Indian ITES industry in particular can play a pioneering role in bringing industries and their consumers significantly closer. Although banking and telecommunication sectors have been quick to utilize call centres as a tool to stay connected with the customers on a 24X7 basis, a whole range of industries, including consumer oriented retail chains are yet to explore, even partially, the potential of 24X7 connectivity. ITES companies which may be experiencing a bit of downturn due to international recession could diversify into domestic services and even expand their business through vernacular offerings.

In a similar vein, there is an immense scope for the BPO and KPO industries to provide outsourcing services to the Indian industries. Product management, sales and distribution management, intellectual property management, human resources management and legal services management as well as development of knowledge repositories are some of the areas where Indian firms require more extensive and incisive BPO and KPO services.

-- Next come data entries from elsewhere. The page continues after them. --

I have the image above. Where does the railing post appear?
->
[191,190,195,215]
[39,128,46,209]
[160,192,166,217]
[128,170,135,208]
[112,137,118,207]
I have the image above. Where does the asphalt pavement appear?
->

The global economic meltdown could be an opportunity for the Indian IT/ITES industry to redefine its global business model in terms of certain new fundamentals of product innovation, platform software, application software, web portals and domestic focus. By redeploying some of its large talent pool, tapping into the streams of bright graduating professionals and allocating some of its financial resources for creative, even if experimental, initiatives, the Indian IT/ITES industry can emerge stronger with diversified capabilities encompassing innovative products as well as generic services. The NASSCOM leadership and the several visionaries that lead the IT/ITES industry today should actively collaborate to define such a new paradigm for the industry at the earliest.